On a cool night when I run an outward-blowing fan, I can get the house down to 65F. The temperature at which my house becomes a bit uncomfortably warm is 82F. So we have a temperature swing of 17F.
During this 17 Fahrenheit heat-up on a hot sunny day, all of those 15,000 pounds of materials are fighting the temperature increase, sucking up the heat, and keeping me cool. By the time the interior temperature DOES finally reach 82F, they have absorbed 5,000 x 17 = 85,000 BTU of heat.
As I mentioned in an earlier article, my central air conditioning system can pump 36,000 BTU of heat per hour out of the house.
The new materials I have added are sucking up an equal amount of heat to running the air conditioner for almost two and a half hours each day! If I relied on air conditioning to replace what I get for free with this nice cooling feature, I’d be burning an extra 210kWh of electricity per month, almost doubling my bill.
Note that while the thermal mass does suck up heat, you still have to get it back out each night so it can repeat the process the next day – that makes the open windows and the cooling fan even more important.
This rough engineering calculation (which I had never done in detail before writing this article) nicely backs up my anecdotal experience with these renovations: When we first moved into this house, we felt the need to turn on the A/C for a couple hours each afternoon, despite my best efforts at night cooling. Once I had eliminated all the ugly carpet and fixed up the bathrooms, the need for A/C was gone!

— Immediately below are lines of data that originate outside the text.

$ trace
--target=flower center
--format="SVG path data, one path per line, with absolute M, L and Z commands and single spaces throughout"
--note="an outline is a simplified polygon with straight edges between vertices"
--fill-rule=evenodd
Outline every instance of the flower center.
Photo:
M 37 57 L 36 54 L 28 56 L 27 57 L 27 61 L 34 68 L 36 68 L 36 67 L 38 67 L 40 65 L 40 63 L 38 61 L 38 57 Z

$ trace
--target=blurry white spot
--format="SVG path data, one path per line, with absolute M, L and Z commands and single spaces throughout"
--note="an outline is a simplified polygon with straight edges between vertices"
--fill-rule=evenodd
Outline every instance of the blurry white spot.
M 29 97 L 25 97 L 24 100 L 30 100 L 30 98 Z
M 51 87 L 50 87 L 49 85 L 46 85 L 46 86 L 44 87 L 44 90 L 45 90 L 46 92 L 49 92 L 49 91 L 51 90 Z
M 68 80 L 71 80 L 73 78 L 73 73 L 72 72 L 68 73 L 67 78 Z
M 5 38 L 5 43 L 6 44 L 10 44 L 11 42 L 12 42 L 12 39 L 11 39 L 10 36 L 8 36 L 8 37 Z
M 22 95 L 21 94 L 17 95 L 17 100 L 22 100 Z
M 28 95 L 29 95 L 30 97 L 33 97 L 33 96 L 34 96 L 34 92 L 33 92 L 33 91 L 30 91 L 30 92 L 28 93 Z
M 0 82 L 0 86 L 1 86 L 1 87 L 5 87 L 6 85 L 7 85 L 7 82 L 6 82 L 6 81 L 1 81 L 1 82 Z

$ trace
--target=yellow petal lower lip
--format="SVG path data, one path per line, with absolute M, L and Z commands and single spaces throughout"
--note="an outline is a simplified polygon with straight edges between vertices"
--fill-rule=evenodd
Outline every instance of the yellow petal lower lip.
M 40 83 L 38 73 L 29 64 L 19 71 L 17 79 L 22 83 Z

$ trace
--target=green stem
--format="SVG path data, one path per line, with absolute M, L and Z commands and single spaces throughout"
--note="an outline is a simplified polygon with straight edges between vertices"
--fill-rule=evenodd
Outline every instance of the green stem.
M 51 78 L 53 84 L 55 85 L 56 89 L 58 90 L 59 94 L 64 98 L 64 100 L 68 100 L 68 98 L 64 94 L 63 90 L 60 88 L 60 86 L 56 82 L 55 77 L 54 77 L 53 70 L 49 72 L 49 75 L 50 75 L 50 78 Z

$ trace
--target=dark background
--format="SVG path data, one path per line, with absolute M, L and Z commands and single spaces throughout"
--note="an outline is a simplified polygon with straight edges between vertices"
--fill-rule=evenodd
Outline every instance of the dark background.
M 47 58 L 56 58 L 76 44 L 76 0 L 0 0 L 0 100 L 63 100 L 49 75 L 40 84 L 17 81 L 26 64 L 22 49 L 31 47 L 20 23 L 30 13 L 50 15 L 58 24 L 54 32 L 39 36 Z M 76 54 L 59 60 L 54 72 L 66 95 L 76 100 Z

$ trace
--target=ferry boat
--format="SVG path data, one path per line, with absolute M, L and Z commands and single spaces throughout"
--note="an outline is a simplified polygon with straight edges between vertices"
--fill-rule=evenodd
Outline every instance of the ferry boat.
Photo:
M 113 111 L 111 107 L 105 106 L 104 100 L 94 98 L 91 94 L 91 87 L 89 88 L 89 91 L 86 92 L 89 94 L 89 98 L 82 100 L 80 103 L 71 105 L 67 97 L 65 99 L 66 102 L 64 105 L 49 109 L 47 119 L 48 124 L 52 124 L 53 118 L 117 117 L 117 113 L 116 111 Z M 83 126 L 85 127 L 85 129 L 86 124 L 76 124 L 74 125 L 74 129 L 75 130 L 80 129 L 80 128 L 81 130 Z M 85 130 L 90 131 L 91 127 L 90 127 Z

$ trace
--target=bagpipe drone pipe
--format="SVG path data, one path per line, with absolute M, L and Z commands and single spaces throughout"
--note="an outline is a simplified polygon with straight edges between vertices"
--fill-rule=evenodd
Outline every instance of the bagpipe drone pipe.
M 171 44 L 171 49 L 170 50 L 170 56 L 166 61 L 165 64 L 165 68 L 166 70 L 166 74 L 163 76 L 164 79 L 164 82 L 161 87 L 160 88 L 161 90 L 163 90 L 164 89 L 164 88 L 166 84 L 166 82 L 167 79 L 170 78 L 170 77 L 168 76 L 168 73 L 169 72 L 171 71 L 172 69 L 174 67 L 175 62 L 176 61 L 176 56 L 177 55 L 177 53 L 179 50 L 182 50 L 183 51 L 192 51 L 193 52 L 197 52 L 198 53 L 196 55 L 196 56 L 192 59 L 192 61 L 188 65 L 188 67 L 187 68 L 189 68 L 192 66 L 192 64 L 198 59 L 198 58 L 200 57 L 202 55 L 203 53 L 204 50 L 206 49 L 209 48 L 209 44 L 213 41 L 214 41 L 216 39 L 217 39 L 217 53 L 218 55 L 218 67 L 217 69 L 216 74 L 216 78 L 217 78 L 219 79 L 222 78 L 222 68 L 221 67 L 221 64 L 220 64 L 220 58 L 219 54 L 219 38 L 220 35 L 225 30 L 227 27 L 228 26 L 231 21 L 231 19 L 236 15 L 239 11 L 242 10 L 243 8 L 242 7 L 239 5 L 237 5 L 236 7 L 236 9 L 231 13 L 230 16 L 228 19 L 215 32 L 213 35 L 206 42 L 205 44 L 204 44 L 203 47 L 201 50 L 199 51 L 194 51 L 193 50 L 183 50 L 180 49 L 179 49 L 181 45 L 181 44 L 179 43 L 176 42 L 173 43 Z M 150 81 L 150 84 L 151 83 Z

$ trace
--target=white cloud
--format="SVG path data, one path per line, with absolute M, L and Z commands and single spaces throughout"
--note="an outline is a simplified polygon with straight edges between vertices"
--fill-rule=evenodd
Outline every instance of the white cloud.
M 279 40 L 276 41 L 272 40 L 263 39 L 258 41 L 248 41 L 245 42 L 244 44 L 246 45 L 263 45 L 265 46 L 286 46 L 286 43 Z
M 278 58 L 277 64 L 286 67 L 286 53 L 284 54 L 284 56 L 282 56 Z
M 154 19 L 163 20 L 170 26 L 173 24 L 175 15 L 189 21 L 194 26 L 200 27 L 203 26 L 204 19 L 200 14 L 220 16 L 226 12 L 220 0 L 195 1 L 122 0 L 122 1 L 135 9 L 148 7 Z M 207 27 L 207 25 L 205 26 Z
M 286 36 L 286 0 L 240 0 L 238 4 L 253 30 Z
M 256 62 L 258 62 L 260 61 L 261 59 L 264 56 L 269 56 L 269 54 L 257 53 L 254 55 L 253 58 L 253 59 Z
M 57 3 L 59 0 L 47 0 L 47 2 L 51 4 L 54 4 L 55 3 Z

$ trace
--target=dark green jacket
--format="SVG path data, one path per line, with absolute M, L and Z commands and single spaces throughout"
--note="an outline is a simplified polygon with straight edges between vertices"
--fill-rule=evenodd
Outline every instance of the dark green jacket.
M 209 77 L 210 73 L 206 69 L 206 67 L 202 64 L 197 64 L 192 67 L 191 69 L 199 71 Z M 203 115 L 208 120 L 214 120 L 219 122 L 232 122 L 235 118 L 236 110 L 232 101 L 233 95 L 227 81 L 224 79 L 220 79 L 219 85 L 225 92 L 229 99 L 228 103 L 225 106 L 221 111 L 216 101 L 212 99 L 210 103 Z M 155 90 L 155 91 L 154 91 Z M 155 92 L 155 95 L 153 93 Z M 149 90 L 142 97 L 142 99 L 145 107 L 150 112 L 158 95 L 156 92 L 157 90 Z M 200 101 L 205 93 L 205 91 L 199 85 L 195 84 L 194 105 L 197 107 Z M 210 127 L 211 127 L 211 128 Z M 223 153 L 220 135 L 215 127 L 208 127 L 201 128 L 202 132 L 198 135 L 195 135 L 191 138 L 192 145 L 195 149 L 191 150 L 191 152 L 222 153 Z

Of course, I didn’t spend hundreds of hours installing wood, stone, and tiles just to save electricity. The primary reason was the desire to have a nice comfortable house with stylish natural materials inside. But the practical lesson is the same – when renovating for comfort, think HEAVY. When shopping for a house, if you have the option, keep an eye out for concrete floors, or interior stone or brick walls, and South-Facing windows if you live somewhere with cold winters. And if you really want to get the Mustachian Scientist award, you can make a point of putting heavy things into your house just for the temperature stability they add. A treasure chest full of gold? A large fish tank? A Medieval stone table and chair set? I’ll let your own creativity take the reins on this one.
In the winter, the same effect happens in reverse. Before thermal mass, my house would heat up to shorts-and-tanktop temperature from the relentless horizontal sunshine on winter days, then lose heat quickly at night. Now it stays at a more constant temperature. As I add more south-facing windows, I will add more weight, focusing on heavy but environmentally cheaper materials like reused tile, locally sourced stone or even a wall filled with crushed gravel. True eco-homes have concrete floors and even giant tubes of water in front of their solar gain windows. A few hundred gallons of water can store enough heat to get through an entire winter night, even while it costs only a dollar or two when poured from a tap. And it looks quite neat.
I’m just getting started on my Energy Independent House project. I’m sure some of you are years ahead of me on this, soaking up free sunlight,selling solar power back into the grid, and watering your vegetable gardens with house drainage. But it’s a very fun hobby for me to grow into nonetheless.